Credit: Debra Hurford Brown/Barclays

Jes Staley won't return Barclays to big, brash investment banking

The new boss says he respects regulators and wants to win back trust in the bank. Sounds familiar...

by Rachel Savage
Last Updated: 03 Dec 2015

Anyone hoping new Barclays boss Jes Staley would bring back the good (or bad, depending on your opinion) old days of full throttle, Wall Street-style banking may well be feeling disappointed today, as he pledged to push on with the restructuring of the beleaguered investment bank.

After reports of his imminent appointment emerged two weeks ago, the former head of JPMorgan’s investment bank was officially unveiled today as the replacement for ‘Saint Antony’ Jenkins, who was fired in July by slash-happy chairman John McFarlane.

And he struck a measured tone, full of words like ‘trust’ and ‘respect’ – much like the squeaky-clean retail banker Jenkins.

‘I still believe that trust is the most precious asset a bank can have,’ he wrote in a memo to staff. ‘We must therefore complete the cultural transformation of the Group.There can be no retreat from becoming a values driven organisation which conducts itself with integrity at all times.’

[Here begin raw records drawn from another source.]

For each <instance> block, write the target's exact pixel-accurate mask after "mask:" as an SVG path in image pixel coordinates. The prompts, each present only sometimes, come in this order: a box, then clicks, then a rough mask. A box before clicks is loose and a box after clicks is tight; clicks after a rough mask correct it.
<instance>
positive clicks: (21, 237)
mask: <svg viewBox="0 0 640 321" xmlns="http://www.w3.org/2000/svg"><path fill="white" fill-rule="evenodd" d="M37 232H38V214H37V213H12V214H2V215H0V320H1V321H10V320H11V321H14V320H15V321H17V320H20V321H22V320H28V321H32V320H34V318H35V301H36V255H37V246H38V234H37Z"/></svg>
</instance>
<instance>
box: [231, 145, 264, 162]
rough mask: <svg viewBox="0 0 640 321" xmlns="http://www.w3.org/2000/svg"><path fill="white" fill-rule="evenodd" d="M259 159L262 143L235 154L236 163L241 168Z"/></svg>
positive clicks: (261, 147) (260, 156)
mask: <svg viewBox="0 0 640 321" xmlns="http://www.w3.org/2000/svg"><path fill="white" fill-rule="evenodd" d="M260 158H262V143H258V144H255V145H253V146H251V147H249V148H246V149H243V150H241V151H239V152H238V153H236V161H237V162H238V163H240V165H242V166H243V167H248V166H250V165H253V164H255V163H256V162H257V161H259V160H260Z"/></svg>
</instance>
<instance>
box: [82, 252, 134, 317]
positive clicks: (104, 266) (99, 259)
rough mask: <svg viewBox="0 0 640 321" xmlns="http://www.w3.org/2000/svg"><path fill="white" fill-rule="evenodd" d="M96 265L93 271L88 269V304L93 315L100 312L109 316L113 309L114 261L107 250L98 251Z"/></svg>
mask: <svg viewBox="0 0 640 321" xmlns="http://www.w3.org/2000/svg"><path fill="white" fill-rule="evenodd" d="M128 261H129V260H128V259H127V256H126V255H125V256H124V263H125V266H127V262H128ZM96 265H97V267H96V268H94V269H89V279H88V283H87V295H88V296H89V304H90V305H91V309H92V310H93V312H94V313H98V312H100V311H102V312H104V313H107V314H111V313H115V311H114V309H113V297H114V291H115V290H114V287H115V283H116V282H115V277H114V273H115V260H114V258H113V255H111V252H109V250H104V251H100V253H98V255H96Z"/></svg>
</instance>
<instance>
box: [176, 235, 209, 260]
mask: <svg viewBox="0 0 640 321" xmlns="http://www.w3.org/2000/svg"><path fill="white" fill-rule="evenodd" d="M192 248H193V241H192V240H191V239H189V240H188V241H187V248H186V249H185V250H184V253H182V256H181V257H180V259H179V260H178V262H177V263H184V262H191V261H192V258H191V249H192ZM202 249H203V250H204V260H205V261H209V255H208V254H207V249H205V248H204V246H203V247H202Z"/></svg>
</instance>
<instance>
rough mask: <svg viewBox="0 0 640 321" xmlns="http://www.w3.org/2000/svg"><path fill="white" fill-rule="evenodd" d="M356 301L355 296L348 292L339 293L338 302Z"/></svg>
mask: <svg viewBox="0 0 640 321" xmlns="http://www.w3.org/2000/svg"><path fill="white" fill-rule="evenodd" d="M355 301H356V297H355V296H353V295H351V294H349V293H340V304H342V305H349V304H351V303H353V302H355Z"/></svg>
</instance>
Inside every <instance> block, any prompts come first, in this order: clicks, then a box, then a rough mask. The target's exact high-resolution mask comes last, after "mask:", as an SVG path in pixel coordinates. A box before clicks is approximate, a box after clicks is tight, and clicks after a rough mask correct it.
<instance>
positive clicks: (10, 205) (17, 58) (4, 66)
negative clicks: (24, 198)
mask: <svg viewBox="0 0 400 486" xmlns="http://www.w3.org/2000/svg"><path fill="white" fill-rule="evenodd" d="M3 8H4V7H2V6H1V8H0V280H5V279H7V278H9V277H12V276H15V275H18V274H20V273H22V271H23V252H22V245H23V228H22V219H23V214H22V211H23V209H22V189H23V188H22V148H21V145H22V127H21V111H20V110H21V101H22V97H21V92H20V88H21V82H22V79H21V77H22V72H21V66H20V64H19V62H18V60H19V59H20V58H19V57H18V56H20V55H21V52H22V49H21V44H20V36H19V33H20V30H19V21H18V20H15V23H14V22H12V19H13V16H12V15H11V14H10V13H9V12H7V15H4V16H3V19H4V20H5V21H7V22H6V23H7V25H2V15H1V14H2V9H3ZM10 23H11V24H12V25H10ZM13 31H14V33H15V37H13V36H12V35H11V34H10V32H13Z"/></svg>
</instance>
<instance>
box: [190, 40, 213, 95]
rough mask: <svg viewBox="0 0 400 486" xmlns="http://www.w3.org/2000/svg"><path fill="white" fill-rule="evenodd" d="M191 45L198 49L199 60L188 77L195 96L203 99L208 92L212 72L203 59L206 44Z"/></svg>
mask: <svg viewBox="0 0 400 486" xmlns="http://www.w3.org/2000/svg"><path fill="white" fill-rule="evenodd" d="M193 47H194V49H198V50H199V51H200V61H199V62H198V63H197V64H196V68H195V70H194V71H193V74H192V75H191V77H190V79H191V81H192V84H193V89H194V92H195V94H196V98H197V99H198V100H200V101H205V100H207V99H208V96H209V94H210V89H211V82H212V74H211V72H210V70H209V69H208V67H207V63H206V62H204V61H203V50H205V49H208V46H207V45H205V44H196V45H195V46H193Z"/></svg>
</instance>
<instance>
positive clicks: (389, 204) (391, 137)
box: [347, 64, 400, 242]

Sounds familiar. He also made a bowing and scraping overture to the regulators, which have gone hell-for-leather after Barclays, which reports third quarter results tomorrow, and its rivals over the last few years for misdemeanours from Libor and foreign exchange fiddling to PPI mis-selling. The short version: please stop fining and over-regulating us.

‘My respect for the critical role which regulators play in our industry is unequivocal,’ he said. ‘I have repeatedly said that banks should spend less time preparing for a scenario similar to 2008, and more time working to avoid such situations entirely. Core to that objective is having relationships with regulators that are collaborative, not adversarial.’

So what of Barclays’ underperforming investment bank, which makes around a third of the company’s revenues and profits? Last year, Jenkins announced the unit would shrink from using half the group’s capital to a third, while 19,000 of its 140,000 jobs would be cut. But when he was fired he was widely seen not to ‘get’ the investment bank.

Nonetheless, Staley is apparently not doing a u-turn. ‘We will complete the necessary transformation and repositioning of the Investment Bank to a less capital intensive model,’ he said. So he’s expected, at least in the short term, to speed up the shrinking of the investment bank.

And he’ll be handsomely paid for it: as much as £8.25m a year. That’s £2.75m of fixed pay (£1.2m salary, £1.15m of shares with a five-year vesting period and a £396,000 pension), a bonus that could reach £2.2m and a long-term incentive plan that could be worth £3.3m paid three years later in shares.

Oh and don’t forget the £1.93m in Barclays shares he’s getting to buy him out of unvested JPMorgan shares. Perhaps not surprising then that investors weren’t especially impressed: shares had dipped 0.5% to around 250p at lunchtime.